Breakups suck. You can feel heartbroken for months, or even years, afterward. But here’s some good news to keep in mind: when your friends tell you you’ll move on and find someone new, they’re more right than you may think. According to a recent review in the journal Review of General Psychology, the human brain is fully equipped to fall out of love and move on, even if in the wake of heartbreak you don’t think you ever will.
Although humans tend to be monogamous — as in, mating with the same partner for years or decades — many of us experience that intense romantic bond with more than one person over our entire lifetime. So not only do we need the emotional capacity to form those bonds, we also need to be capable of breaking them, evolutionarily speaking. Otherwise we’d all lie in a pile on the floor destroyed after a breakup, and, well, that would be the end of the bloodline. Even though we all feel intense pain during the first few days (or weeks, or hell, few months) after we change our Facebook status to “single,” thanks to our nature, we are going to get over it.

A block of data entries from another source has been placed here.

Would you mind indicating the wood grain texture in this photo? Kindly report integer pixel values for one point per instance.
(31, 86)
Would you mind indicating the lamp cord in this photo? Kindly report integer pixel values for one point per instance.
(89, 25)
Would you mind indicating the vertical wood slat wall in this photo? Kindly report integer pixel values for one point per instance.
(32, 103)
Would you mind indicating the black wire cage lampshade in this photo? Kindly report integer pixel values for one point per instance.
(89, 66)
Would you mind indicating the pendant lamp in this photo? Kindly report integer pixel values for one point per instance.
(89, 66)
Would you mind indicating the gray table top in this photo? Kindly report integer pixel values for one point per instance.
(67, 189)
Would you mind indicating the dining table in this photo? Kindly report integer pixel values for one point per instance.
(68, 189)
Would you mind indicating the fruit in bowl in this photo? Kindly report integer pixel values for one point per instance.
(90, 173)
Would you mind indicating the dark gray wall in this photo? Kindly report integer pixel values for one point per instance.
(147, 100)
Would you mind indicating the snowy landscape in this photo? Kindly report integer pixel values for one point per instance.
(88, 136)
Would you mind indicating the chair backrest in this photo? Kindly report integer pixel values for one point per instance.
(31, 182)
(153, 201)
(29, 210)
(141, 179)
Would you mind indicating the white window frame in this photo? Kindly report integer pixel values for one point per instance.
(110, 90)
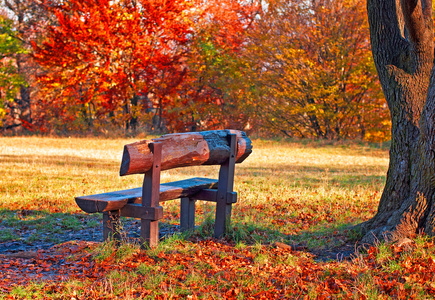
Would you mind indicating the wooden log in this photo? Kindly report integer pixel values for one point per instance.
(185, 149)
(168, 191)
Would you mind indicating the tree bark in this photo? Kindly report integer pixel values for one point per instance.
(401, 33)
(185, 149)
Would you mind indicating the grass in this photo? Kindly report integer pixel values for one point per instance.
(305, 194)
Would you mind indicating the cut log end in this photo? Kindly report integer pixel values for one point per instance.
(125, 164)
(185, 149)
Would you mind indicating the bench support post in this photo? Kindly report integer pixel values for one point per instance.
(150, 197)
(225, 186)
(187, 214)
(111, 226)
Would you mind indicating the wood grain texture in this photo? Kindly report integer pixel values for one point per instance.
(185, 149)
(168, 191)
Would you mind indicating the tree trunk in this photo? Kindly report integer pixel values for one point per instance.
(401, 34)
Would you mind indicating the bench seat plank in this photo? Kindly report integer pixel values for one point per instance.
(168, 191)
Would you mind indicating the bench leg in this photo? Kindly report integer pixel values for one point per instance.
(149, 233)
(111, 226)
(187, 214)
(223, 218)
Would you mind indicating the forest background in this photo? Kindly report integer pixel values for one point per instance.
(298, 68)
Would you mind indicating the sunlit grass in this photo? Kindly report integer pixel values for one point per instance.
(292, 191)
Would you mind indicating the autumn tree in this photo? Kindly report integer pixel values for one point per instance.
(115, 58)
(402, 42)
(211, 96)
(312, 71)
(20, 20)
(11, 81)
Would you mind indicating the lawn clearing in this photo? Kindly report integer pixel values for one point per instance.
(307, 195)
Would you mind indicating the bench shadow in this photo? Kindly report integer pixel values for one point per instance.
(31, 230)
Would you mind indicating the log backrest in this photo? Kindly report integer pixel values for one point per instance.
(185, 149)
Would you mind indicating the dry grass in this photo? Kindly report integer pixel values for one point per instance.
(307, 191)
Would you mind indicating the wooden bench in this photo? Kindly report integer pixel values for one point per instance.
(150, 157)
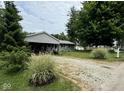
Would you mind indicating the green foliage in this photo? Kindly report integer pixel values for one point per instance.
(43, 70)
(15, 60)
(99, 53)
(72, 25)
(97, 23)
(10, 28)
(60, 36)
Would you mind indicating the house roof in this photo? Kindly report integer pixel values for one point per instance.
(44, 37)
(65, 42)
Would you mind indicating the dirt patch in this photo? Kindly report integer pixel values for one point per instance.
(88, 73)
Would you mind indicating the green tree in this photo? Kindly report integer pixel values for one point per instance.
(13, 36)
(100, 23)
(60, 36)
(72, 25)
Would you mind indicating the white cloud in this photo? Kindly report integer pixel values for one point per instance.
(45, 15)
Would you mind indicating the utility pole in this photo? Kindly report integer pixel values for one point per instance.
(118, 51)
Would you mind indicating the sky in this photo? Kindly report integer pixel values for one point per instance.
(48, 16)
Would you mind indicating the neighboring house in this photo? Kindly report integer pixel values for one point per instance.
(43, 42)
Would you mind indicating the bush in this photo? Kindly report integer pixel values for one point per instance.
(43, 70)
(15, 60)
(99, 53)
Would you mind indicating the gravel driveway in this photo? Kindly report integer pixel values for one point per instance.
(91, 74)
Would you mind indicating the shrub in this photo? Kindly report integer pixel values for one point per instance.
(43, 70)
(15, 60)
(99, 53)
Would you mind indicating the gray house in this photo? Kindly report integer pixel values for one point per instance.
(43, 42)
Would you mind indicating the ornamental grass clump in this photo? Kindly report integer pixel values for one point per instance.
(43, 70)
(99, 53)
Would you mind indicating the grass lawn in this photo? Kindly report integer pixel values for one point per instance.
(19, 81)
(86, 55)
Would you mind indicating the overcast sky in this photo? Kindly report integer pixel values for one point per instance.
(45, 16)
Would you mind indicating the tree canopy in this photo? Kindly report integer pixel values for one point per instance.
(98, 23)
(11, 30)
(60, 36)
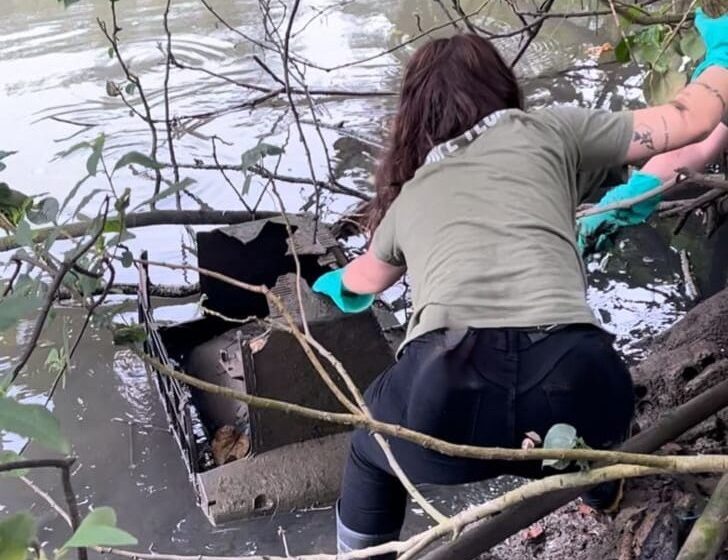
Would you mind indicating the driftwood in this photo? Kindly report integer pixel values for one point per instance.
(682, 392)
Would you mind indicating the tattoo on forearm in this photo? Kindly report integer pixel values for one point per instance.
(667, 134)
(715, 92)
(644, 137)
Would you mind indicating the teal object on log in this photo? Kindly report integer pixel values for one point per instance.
(714, 32)
(594, 232)
(332, 284)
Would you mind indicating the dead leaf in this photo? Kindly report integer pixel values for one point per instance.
(534, 533)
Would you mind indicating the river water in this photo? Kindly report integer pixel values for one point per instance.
(54, 69)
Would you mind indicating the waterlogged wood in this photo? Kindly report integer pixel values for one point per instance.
(710, 530)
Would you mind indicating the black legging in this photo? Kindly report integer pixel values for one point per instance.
(486, 387)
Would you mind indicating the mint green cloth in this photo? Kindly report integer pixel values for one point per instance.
(594, 232)
(714, 32)
(332, 285)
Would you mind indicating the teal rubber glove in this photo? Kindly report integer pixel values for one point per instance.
(594, 232)
(332, 285)
(714, 32)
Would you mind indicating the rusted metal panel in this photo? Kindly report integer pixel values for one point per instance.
(277, 460)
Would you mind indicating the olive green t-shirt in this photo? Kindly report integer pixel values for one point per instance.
(486, 226)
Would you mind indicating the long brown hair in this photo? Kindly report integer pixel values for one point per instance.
(448, 86)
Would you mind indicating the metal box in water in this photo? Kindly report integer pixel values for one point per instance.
(247, 461)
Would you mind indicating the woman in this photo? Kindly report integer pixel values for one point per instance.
(476, 201)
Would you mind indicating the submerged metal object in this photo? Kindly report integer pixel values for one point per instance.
(246, 461)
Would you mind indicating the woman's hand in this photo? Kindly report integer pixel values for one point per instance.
(352, 288)
(332, 284)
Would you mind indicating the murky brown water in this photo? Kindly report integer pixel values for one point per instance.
(54, 65)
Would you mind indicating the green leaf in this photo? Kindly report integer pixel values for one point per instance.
(246, 184)
(692, 45)
(99, 529)
(622, 51)
(16, 306)
(32, 421)
(254, 155)
(97, 148)
(172, 189)
(138, 159)
(72, 149)
(127, 259)
(112, 226)
(9, 457)
(43, 211)
(129, 335)
(559, 436)
(23, 234)
(3, 155)
(123, 237)
(13, 203)
(16, 535)
(663, 86)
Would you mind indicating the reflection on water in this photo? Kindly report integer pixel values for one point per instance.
(54, 66)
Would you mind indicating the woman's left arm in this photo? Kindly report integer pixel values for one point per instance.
(369, 275)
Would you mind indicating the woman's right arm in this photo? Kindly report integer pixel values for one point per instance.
(693, 157)
(694, 113)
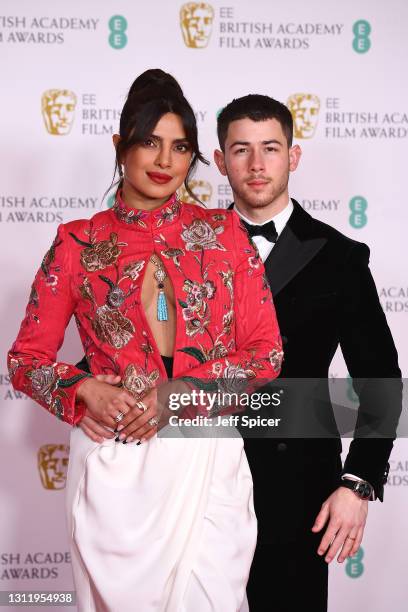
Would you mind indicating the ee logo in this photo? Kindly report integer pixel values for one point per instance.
(117, 27)
(351, 394)
(358, 206)
(361, 40)
(354, 565)
(111, 200)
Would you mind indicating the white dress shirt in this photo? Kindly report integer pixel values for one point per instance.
(262, 244)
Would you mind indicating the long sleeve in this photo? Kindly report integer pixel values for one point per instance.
(32, 360)
(258, 349)
(372, 362)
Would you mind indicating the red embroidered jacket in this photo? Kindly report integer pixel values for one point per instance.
(226, 323)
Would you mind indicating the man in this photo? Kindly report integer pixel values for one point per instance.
(324, 296)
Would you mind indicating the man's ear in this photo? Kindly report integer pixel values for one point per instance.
(295, 153)
(219, 159)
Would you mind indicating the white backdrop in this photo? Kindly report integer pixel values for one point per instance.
(348, 62)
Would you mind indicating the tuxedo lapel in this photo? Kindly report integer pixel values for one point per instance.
(298, 243)
(288, 257)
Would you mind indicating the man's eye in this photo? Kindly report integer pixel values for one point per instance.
(182, 148)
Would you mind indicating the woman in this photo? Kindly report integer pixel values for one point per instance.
(157, 524)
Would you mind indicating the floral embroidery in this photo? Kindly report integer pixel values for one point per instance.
(276, 358)
(130, 216)
(137, 381)
(99, 255)
(133, 269)
(200, 236)
(49, 257)
(33, 299)
(168, 213)
(47, 385)
(111, 326)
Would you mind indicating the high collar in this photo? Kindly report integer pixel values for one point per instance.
(145, 220)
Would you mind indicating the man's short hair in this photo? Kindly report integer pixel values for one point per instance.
(256, 108)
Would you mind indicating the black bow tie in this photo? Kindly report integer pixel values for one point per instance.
(268, 230)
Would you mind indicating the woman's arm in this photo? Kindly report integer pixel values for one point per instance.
(32, 360)
(258, 349)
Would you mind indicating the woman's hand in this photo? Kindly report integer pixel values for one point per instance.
(104, 401)
(135, 425)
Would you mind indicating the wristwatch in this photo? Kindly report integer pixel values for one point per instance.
(362, 488)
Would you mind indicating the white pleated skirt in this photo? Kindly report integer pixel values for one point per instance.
(166, 526)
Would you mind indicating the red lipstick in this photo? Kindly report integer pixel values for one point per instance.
(159, 177)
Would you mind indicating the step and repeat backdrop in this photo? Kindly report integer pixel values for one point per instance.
(65, 72)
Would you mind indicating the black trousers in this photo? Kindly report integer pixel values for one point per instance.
(287, 574)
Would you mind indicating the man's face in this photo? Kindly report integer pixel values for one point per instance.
(197, 25)
(305, 112)
(257, 161)
(60, 114)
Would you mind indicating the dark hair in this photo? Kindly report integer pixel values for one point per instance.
(256, 108)
(153, 94)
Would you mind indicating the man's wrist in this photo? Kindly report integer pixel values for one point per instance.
(362, 488)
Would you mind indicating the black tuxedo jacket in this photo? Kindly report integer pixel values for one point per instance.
(324, 296)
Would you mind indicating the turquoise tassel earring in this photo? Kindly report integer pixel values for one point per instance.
(160, 275)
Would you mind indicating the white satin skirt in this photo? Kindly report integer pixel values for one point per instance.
(166, 526)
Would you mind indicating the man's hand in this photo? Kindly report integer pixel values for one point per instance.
(347, 515)
(105, 401)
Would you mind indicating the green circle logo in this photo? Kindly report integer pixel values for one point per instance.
(117, 27)
(354, 565)
(111, 200)
(358, 206)
(361, 40)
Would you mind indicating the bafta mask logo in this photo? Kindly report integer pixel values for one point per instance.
(305, 112)
(53, 465)
(196, 20)
(58, 110)
(202, 189)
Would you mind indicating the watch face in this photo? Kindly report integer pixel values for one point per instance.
(364, 489)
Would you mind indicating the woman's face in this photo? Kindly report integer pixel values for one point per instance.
(156, 168)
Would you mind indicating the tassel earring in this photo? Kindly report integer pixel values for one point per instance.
(160, 275)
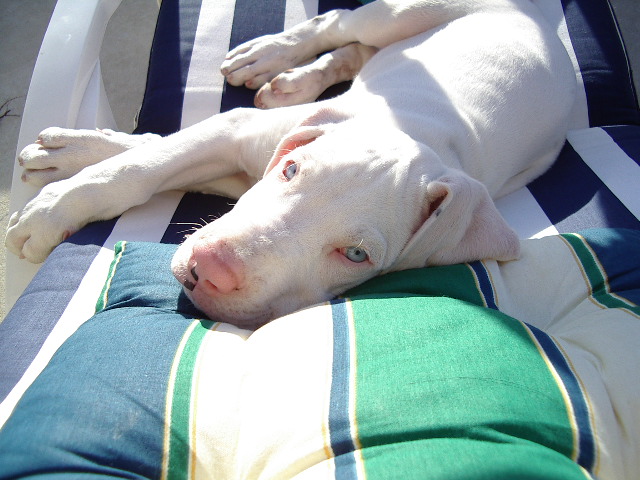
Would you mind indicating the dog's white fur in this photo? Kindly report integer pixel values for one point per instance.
(465, 101)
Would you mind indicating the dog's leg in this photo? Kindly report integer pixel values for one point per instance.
(306, 83)
(377, 24)
(60, 153)
(242, 140)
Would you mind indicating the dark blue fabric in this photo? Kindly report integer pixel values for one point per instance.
(36, 312)
(603, 62)
(628, 139)
(98, 408)
(169, 61)
(574, 198)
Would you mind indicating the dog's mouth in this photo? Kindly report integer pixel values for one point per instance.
(188, 284)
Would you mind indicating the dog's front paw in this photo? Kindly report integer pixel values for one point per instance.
(293, 87)
(42, 224)
(258, 61)
(60, 153)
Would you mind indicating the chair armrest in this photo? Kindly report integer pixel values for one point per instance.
(66, 90)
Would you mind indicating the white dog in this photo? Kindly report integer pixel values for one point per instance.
(465, 101)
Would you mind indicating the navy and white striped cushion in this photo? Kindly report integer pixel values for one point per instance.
(184, 86)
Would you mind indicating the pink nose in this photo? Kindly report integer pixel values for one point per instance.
(216, 269)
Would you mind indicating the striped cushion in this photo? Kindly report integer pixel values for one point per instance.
(445, 369)
(592, 185)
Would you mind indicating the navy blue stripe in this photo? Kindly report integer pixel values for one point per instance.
(586, 442)
(326, 5)
(251, 19)
(627, 137)
(484, 282)
(161, 110)
(603, 63)
(618, 253)
(574, 198)
(339, 423)
(37, 311)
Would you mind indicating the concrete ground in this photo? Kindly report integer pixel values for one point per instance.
(124, 61)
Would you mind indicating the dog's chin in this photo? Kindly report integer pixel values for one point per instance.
(241, 317)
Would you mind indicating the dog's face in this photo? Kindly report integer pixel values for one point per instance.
(328, 215)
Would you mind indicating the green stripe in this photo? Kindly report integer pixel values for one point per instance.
(457, 281)
(449, 388)
(102, 302)
(180, 422)
(594, 273)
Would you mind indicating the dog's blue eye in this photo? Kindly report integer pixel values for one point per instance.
(290, 170)
(356, 254)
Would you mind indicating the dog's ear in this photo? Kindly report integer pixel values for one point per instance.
(296, 138)
(459, 223)
(323, 120)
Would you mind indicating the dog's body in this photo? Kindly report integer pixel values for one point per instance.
(464, 101)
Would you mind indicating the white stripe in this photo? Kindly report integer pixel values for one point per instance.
(203, 92)
(610, 163)
(298, 11)
(524, 215)
(146, 223)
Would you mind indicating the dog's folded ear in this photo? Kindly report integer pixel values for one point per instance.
(296, 138)
(306, 132)
(459, 223)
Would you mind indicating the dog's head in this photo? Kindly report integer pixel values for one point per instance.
(337, 205)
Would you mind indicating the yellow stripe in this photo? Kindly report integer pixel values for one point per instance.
(563, 391)
(496, 300)
(353, 369)
(477, 282)
(193, 459)
(169, 404)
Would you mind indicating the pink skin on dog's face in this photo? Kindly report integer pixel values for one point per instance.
(285, 245)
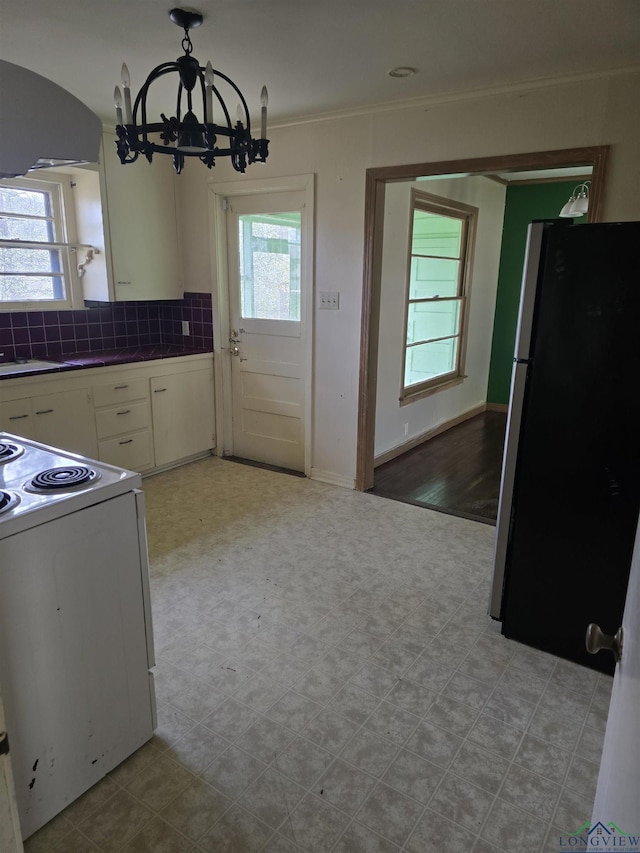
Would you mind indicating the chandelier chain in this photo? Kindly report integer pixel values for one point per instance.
(186, 42)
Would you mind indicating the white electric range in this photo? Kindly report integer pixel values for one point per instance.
(76, 640)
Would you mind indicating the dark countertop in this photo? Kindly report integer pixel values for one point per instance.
(103, 358)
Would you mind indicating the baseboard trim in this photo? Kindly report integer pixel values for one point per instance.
(399, 449)
(332, 479)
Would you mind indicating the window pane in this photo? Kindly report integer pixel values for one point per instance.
(429, 320)
(427, 361)
(433, 277)
(270, 266)
(29, 260)
(23, 288)
(27, 229)
(434, 234)
(29, 202)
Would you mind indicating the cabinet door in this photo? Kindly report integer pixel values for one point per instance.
(16, 417)
(64, 420)
(182, 411)
(142, 227)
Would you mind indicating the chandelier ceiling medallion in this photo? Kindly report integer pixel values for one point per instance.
(184, 135)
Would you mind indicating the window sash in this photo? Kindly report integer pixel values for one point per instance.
(412, 347)
(46, 280)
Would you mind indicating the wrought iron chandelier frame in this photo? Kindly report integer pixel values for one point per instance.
(186, 130)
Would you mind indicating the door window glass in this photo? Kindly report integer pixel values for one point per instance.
(270, 266)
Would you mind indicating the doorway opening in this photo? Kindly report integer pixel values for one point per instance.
(377, 443)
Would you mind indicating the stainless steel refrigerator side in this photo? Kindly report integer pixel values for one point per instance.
(514, 417)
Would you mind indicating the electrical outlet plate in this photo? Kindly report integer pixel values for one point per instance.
(329, 300)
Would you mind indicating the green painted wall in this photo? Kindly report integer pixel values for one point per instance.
(523, 203)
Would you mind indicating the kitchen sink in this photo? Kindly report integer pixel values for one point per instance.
(27, 366)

In a press release, study author Brian Boutwell, Ph.D., associate professor of criminology and criminal justice and associate professor of epidemiology at Saint Louis University, said that previous research has suggested that we have a mental mechanism that helps get us through tough times in life. He explained, “It suggests people will recover; the pain will go away with time. There will be a light at the end of the tunnel.” To look into this theory, Boutwell and his colleagues looked at why and how we fall out of love and breakup. First, they looked at what happened in the brain when people fall in love.
Through MRI scans, the researchers found that the same parts of the brain that become active with cocaine use are activated by romantic attraction. This “may help explain the attachment that often follows the initial feelings of physical infatuation with a potential mate. Think of it as that initial feeling of falling in love, when you want to constantly be around the other person, almost in an addictive way,” Boutwell said. So when it comes to breaking those feelings, it may be comparable to asking an addict to kick his drug habit.
Researchers then looked at the brains of former addicts, and found that the brain changes significantly, developing a larger volume of gray matter. He explained:
“We might argue that different regions of the brain act in a way that once that addiction has been severed, then help to facilitate a person moving on and finding a new partner. A person might initially pursue their old mate — in an attempt to win back their affection. However, if pursuit is indeed fruitless, then the brains of individuals may act to correct certain emotions and behavior paving the way for people to become attracted to new mates and form new relationships.”
Next step to either prove or disprove Boutwell’s hypothesis would be examining the brains of men and women who have rebounded after a breakup and fallen in love again, to see how their brains have changed throughout the process. An individual’s ability to move on and find new love can also be influenced by environmental and genetic factors — which may explain why, even though we’re all capable of picking ourselves back up, some have a tougher time than others.